Netanyahu: Iran can make atomic bomb
Israeli PM comments on IAEA report that Tehran halted its nuclear expansion
Israeli Prime Minister Benjamin Netanyahu said on Thursday that Iran has the capacity of producing an atomic bomb; therefore, it does not need to expand its nuclear program further.
The International Atomic Energy Agency (IAEA) had said that Iran has not expanded its nuclear facilities in the last three months, noting that only four new uranium enrichment centrifuges were operating at Natanz reactor and no additional machines at the Fordo plant.
“I am not impressed with reports that we hear that Iran has not expanded its nuclear facilities and the reason for that is they don't need to. They've got enough facilities, enough centrifuges to develop and to complete the fissile material which is at the core of an atomic bomb,” Netanyahu said.
The IAEA said Iran has not installed any IR-2M centrifuges, which experts say could speed up the production of weapons-grade enriched uranium.
The IR-40 reactor at Arak is a particular concern for Western powers because it is built for the processing of plutonium, an alternative to uranium for a nuclear weapon.
“They haven't introduced uranium to any new centrifuges in the last three months. They have more or less frozen construction of the IR-40, major components are still missing,” a senior diplomat familiar with the IAEA's activities in Iran told AFP.
“There is absolutely no technical reason for this (freeze),” the diplomat said. “This is clearly a choice,” he added.
The quarterly IAEA document was the first that included developments only since Rowhani took office on Aug. 3, prompting a diplomatic opening during which Iran and six major powers have made progress towards a possible nuclear deal.
Still below Israeli ‘red line’
The report also showed that Iran's stockpile of higher-grade enriched uranium had risen by about 5 percent to 196 kg (431 pounds) since August, largely due to a temporary halt in converting the material into reactor fuel.

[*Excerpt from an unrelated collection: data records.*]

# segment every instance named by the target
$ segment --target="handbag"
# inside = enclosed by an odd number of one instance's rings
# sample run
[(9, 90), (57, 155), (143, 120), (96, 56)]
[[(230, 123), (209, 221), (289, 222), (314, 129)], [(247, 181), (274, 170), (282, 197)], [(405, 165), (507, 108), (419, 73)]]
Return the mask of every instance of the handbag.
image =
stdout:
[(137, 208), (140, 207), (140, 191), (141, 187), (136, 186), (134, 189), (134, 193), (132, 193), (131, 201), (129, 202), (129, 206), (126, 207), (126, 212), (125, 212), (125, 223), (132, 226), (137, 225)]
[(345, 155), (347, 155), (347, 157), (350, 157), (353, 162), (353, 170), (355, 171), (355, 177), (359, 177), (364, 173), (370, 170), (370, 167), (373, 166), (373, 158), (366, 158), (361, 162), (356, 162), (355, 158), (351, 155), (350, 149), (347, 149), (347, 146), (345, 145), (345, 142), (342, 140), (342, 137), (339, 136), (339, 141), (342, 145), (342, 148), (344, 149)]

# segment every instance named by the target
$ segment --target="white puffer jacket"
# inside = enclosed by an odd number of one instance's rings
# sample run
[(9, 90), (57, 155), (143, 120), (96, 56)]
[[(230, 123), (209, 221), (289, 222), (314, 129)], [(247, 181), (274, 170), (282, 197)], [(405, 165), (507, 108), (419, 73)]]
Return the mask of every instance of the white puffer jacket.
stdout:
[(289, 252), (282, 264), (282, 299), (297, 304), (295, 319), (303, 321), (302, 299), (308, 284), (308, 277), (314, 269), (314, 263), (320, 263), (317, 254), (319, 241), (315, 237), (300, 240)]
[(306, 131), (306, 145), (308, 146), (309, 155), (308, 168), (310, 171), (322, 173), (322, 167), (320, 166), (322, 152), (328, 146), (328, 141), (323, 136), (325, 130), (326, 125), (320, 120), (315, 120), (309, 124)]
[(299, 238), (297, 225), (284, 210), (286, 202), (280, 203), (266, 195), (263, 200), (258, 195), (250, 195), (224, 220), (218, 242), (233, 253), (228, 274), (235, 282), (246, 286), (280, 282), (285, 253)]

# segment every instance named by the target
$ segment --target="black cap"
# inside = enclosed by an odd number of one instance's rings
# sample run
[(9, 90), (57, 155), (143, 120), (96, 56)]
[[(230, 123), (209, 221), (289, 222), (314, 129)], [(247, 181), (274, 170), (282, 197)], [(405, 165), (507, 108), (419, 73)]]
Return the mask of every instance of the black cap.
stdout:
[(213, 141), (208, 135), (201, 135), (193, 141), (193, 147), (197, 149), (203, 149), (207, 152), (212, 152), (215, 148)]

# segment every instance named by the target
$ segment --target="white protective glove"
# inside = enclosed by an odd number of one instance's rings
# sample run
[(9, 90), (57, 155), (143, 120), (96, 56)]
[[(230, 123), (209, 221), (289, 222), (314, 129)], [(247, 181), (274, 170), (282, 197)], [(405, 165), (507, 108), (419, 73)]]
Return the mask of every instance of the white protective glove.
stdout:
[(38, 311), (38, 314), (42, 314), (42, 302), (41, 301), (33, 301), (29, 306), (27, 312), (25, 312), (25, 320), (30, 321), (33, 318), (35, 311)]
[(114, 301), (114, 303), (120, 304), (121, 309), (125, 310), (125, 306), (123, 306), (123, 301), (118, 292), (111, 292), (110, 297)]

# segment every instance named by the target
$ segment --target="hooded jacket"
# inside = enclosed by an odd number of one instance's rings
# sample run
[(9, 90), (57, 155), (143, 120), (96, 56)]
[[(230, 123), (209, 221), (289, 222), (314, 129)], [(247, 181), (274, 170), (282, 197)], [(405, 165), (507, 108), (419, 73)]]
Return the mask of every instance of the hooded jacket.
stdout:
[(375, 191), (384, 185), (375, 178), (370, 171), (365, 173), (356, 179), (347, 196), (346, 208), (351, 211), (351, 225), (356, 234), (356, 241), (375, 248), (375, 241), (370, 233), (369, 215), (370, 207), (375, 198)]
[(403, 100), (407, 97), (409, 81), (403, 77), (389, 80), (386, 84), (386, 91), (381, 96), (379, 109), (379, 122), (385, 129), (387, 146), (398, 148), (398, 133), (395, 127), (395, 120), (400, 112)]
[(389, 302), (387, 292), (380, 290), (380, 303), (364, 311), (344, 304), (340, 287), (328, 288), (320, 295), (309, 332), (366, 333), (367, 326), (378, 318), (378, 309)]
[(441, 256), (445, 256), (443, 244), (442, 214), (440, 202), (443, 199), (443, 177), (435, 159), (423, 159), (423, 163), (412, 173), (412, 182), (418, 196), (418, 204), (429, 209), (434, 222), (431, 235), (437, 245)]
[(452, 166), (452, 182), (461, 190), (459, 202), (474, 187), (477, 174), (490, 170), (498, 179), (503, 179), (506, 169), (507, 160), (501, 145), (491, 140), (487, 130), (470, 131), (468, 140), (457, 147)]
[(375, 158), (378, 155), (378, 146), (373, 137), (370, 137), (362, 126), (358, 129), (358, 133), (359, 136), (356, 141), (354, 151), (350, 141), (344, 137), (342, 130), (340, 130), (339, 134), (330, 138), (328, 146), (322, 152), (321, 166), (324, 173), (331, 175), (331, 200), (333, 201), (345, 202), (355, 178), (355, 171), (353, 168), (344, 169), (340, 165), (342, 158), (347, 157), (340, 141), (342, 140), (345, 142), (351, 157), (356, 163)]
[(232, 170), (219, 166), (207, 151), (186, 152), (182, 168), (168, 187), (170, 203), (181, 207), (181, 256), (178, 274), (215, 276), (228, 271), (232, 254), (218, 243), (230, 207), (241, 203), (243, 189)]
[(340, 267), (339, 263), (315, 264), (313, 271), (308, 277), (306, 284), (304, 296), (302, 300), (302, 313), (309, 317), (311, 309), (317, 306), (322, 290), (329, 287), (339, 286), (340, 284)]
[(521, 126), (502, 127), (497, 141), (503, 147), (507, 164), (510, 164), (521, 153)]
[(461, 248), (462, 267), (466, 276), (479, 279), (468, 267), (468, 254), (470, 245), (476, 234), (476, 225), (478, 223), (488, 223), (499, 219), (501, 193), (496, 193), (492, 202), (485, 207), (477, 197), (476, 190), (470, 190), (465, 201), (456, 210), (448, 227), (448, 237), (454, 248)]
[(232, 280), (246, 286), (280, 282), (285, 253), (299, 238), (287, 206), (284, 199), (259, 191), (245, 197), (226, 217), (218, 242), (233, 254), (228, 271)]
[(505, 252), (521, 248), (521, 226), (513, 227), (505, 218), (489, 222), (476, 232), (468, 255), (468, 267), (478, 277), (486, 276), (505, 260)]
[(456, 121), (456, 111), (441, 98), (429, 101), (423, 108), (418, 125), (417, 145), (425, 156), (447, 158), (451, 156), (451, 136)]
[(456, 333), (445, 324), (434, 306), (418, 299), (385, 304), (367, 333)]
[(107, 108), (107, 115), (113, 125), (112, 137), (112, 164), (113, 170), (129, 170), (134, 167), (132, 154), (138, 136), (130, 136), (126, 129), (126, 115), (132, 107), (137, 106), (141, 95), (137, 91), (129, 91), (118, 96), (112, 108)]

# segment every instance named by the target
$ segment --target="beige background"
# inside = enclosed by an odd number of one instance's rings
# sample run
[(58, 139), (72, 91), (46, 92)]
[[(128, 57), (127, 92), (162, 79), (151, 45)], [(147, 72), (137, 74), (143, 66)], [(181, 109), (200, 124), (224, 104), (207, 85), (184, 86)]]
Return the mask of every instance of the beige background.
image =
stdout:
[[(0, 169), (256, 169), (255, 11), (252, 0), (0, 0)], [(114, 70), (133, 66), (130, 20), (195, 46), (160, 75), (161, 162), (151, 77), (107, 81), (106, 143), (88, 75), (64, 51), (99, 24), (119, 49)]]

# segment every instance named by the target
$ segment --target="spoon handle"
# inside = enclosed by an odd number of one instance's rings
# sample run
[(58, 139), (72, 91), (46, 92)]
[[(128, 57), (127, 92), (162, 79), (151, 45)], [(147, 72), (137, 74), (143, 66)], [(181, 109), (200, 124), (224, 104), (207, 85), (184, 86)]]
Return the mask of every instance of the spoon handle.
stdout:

But the amount of uranium gas enriched to a fissile concentration of 20 percent still remained below the roughly 250 kg (550 pounds) needed for a bomb if processed further - an amount that Israel has indicated is a “red line” that could trigger military action, Reuters reported.
Iran's higher-grade enrichment is controversial as it is a relatively short technical step to ramp it up to the 90 percent required for making a nuclear warhead. Iran says it needs the material to fuel a medical research reactor.
Tehran denies Western and Israeli accusations that it is seeking nuclear weapons capability, saying it is enriching uranium only for peaceful energy. But its refusal so far to curb its nuclear program, or open it up to unfettered IAEA inspections, has drawn tough sanctions that have severely damaged the OPEC giant's oil-dependent economy.
Negotiations between Iran and six powers - the United States, Britain, France, Germany, Russia and China - are scheduled to resume next week.
The powers want Iran to halt its most sensitive nuclear work and take other measures in exchange for limited sanctions relief as part of a confidence-building deal that would buy time for talks on a more far-reaching settlement.